I realize I haven’t really told about myself as I’m slow (or is it a habit) to complete this website design. I’m 24 years old who shares same birthday as George Washington, currently working for U.S. Dept. of Agriculture as IT specialist. If you think the title is a bit vague, that’s because I do different things around here—from working on a website to making some SQL queries in databases for those managers who want some statistics. As for my own identity, I was born deaf in Korea and obviously, that made me Korean. However, I was adopted at age three by deaf parents—Wayne and Pam. That would make me Korean-American but there’s something wrong with this picture—I was never raised as a Korean-American but as an American solely. I’ve never heard of a Kim-Chi (a very popular spicy side dish in Korea or in other words, you’re not Korean till you eat one) till I was about 18 years old. My very first meal when I got here in America was a happy meal at McDonald’s. I’m dead serious and not kidding you.
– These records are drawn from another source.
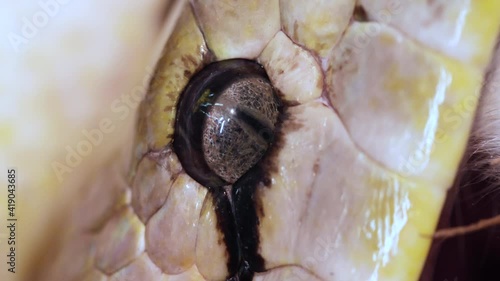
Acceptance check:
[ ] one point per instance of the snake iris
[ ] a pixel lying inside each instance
(356, 98)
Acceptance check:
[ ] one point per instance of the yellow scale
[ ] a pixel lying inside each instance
(403, 89)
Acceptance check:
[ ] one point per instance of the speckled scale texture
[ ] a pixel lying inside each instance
(366, 159)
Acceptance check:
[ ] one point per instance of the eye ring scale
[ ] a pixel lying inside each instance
(225, 122)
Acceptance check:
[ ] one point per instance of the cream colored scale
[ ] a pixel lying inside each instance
(368, 155)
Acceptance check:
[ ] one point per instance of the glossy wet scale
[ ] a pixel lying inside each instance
(333, 204)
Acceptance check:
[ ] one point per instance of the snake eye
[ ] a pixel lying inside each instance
(226, 118)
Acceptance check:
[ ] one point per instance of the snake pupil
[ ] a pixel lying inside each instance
(226, 119)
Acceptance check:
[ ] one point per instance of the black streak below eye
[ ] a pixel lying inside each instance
(225, 122)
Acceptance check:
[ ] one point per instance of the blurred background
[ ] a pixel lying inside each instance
(69, 71)
(67, 68)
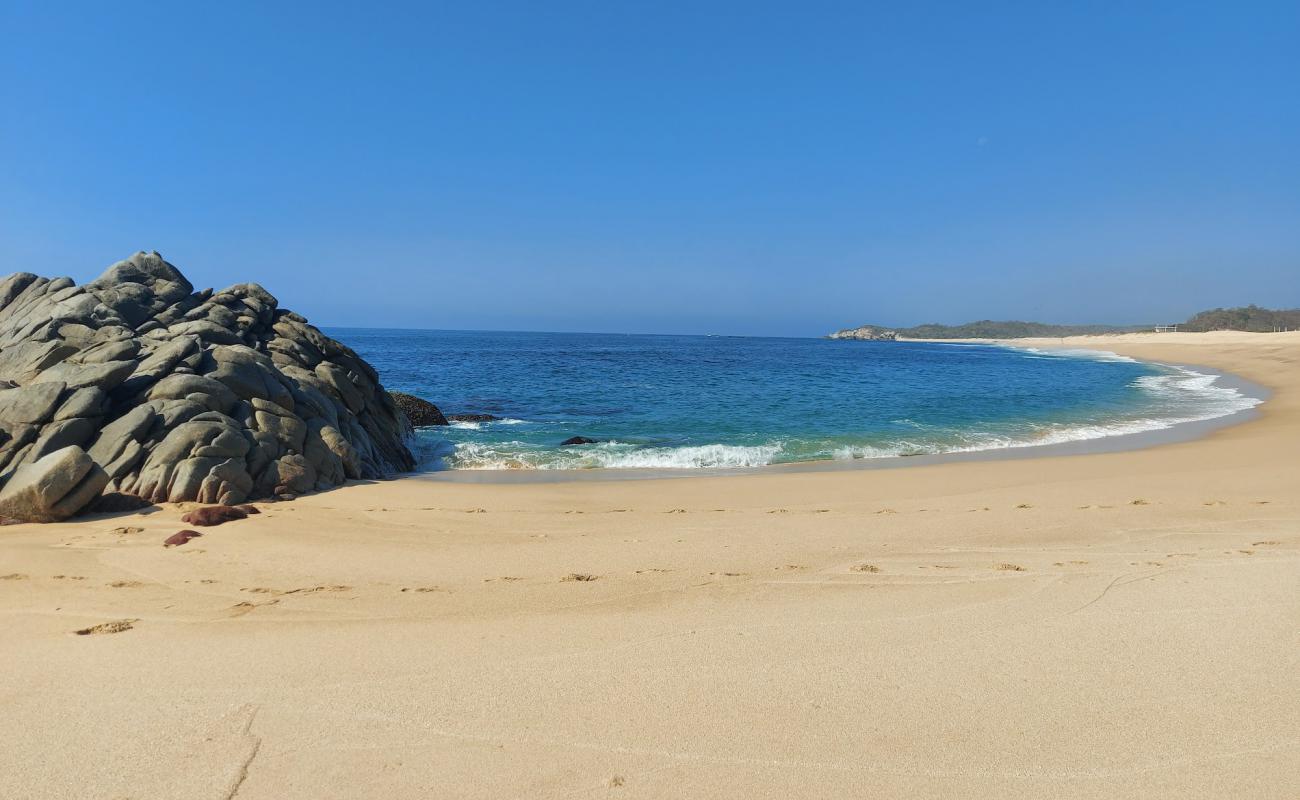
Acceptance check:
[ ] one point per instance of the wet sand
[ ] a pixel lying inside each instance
(1106, 625)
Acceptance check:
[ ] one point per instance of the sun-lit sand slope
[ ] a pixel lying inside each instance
(1101, 626)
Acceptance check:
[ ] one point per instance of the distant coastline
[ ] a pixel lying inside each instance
(1252, 319)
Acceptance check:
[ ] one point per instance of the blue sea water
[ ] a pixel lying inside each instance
(692, 401)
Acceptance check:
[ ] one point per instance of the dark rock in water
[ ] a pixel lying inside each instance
(180, 537)
(215, 515)
(147, 389)
(472, 418)
(421, 413)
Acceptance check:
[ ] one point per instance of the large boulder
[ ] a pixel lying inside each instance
(420, 411)
(135, 388)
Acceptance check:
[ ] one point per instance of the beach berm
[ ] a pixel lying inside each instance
(995, 628)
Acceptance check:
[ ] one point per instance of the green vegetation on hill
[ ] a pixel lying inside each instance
(1249, 318)
(991, 329)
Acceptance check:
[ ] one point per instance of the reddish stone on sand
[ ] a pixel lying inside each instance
(213, 515)
(180, 537)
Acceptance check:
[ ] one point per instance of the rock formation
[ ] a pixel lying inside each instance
(137, 386)
(420, 411)
(869, 333)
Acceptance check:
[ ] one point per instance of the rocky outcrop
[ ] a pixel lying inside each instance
(866, 333)
(144, 388)
(421, 413)
(472, 418)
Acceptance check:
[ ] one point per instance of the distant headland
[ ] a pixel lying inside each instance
(1246, 318)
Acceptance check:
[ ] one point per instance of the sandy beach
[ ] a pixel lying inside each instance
(1118, 625)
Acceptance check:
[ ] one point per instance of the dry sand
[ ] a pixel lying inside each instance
(1117, 625)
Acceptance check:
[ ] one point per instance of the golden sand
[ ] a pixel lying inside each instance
(1118, 625)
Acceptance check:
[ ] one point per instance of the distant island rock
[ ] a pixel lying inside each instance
(137, 389)
(865, 333)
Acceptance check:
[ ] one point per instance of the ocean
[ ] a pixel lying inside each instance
(693, 402)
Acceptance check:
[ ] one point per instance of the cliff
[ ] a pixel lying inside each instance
(134, 388)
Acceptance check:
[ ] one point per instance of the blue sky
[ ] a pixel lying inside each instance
(661, 167)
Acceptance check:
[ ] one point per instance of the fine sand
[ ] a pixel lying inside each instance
(1119, 625)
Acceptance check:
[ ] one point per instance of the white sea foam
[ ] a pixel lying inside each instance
(1177, 396)
(611, 455)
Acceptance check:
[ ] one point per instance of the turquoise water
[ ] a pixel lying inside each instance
(690, 402)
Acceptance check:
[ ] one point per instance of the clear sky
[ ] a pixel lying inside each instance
(664, 167)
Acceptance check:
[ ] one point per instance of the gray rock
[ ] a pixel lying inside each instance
(31, 405)
(107, 375)
(178, 394)
(52, 488)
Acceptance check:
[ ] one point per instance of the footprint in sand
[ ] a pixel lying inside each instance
(239, 609)
(108, 627)
(313, 589)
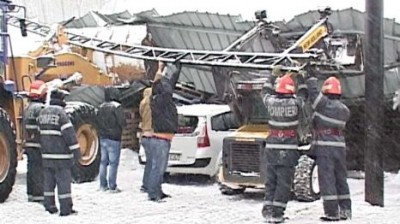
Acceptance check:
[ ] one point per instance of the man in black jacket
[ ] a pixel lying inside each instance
(329, 145)
(111, 120)
(60, 149)
(34, 176)
(165, 124)
(284, 110)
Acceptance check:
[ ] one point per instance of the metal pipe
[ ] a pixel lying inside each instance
(374, 102)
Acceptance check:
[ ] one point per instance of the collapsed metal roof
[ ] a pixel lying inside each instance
(213, 31)
(96, 19)
(206, 31)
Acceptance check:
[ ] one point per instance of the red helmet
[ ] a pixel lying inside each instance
(332, 86)
(37, 89)
(285, 85)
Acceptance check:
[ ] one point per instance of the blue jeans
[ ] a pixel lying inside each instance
(145, 141)
(110, 153)
(159, 159)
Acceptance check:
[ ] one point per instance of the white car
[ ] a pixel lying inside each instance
(197, 147)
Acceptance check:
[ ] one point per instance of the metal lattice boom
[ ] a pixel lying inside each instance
(265, 61)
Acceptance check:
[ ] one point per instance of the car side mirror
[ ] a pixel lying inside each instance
(46, 62)
(22, 26)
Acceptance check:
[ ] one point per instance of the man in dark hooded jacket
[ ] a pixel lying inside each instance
(111, 120)
(329, 121)
(60, 150)
(34, 174)
(284, 111)
(165, 124)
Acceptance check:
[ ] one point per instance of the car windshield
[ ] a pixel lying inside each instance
(254, 110)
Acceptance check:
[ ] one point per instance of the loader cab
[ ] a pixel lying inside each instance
(7, 7)
(243, 153)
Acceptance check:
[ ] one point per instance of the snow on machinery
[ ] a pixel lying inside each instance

A few hundred happy meals, big macs, and quarter-pound cheeseburgers later, I’ve played every sport that is popular in America—football, little league baseball, soccer, basketball, track/field, and ice hockey. That sounds very American, doesn’t it? I went not to a public school but a deaf institution at Jacksonville, IL. I wouldn’t call it a school because I grew up there since I was 4 years old and my parents graduated from there too. I was the only Asian there for the most part of my life, though there were some Asians but weren’t in the same class with me. So, I grew up being American without having an Asian friend till I get into a college…
It so happened that I know a friend named Christine who was a college student working at my institution and she received free board/room in return. She was dating a guy who was a Korean. Yes, a rare occurence when a white girl actually dates an Asian guy, not the other way around. On my long road trip to Washington, DC, I stopped by her place in Columbus, Ohio. It was during that time when she asked me if I ever ate Kim-Chi. When I said “nope, never”, her eyes practically fell out of her sockets and her jaws dropped. She thought I was kidding! Then slowly, she started to realize that it all made sense. She’d meet my parents back at my old deaf school and that I didn’t have a lot of exposure to other cultures, so there wasn’t a reason or even a chance for me to eat kim-chi. So, she took me out to a small Korean grocery store that was near her apartment the first thing we got out of the doors.
When she opened the jar, a strong smell came out of the can that only said one thing: it’s very spicy. I was afraid I wasn’t going to like it, despite I was a Korean myself but Christine assured me to eat it with rice as it helped the taste or at least make it less spicy. I took the bite, chewed, and shallowed it. My first thought was that it was unlike others I had eaten. It doesn’t have the same spiciness that you would find in hot salsa or eat hot buffalo chicken wings. Because it’s served cold, it’s cool to the touch and after you chewed it, it became spicy but not to the point where you have to run for a water foundation. I took another bite, then another bite and before I know it, I was already halfway through the jar. Christine had to laugh at me–I’m not sure if she’s proud cuz she was the first person to introduce me to kimchi or that she can’t believe I was instantly hooked to the dish. When it was time for me to go back on the road, she was kind enough to wrap the jar in plastic and told me to take it. My first kimchi.